# Doggie Daycare for an 8 Month Old Puppy?



## Ler0y Jenkins (Apr 24, 2008)

Hi everyone. I got a puppy about six months ago. He's eight months now and driving me completely nuts. My girlfriend and I both work so he's home by himself during the day (Monday through Thursday). We had a dog walker come for an hour during the day but that really became too expensive (almost $400.00 per month). I didn't really notice a difference in him after terminating the dog walker (which as about three months ago), but lately he's been so obnoxious. 

I take him for a walk first thing in the morning and then again as soon as I get home. I usually play with him (frisbee) in the yard until he quits. Most nights, I also play wrestle with him in the living room while watching TV. The problem is that every minute I'm not paying attention to him, he's doing things to intentionally annoy either me or my girlfriend. 
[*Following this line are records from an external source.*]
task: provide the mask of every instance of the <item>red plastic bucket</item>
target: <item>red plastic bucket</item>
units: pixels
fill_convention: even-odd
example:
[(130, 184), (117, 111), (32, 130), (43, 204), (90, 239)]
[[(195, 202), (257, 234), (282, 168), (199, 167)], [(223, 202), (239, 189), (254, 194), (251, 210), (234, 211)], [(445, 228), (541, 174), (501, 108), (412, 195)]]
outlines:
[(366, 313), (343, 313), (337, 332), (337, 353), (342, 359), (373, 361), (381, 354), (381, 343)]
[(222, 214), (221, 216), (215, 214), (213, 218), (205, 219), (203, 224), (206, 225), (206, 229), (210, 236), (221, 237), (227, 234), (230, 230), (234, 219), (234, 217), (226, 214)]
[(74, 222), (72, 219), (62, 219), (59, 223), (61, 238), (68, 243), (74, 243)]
I know the problem is that he's just got too much energy and since we're home, he just wants to play. I think being by himself during the day in his crate is the problem. 

So my idea was to enroll him in doggie day care two days a week. My girlfriend works from home on Fridays so I was thinking maybe Mondays and Wednesdays. 

Has anyone had a dog in daycare this young? How did the dog do? I'm a little worried that he might pick up bad habits from other dogs because, besides intentionally being a annoying, he's actually pretty well behaved. He never (knock on wood) chews on things he's not supposed to, he doesn't (knock on wood) bark constantly, etc. 

Any input would be greatly appreciated. Thanks, 

Kevin


----------



## Sunshyne (Feb 5, 2008)

I've sent Chloe since she was 7 months old. I would suggest researching every one in your area, they are not all created equal!!! Get recommendations from your vet (good & bad). Visit and see how many humans there are in ratio to dogs.

I checked out tons of places before sending my puppy. I had a last minute vacation offer that I couldn't refuse, and no family to watch her so I needed to board her for a week. I sent her to the number one daycare/boarding business on my list for a day (half price and required for temperment testing) and she did great. They separate the big dogs from the small, have some agility set up, an indoor air conditioned space for bad weather, and dogs who misbehave get time outs. They also have webcams so I got to watch her 24/7. 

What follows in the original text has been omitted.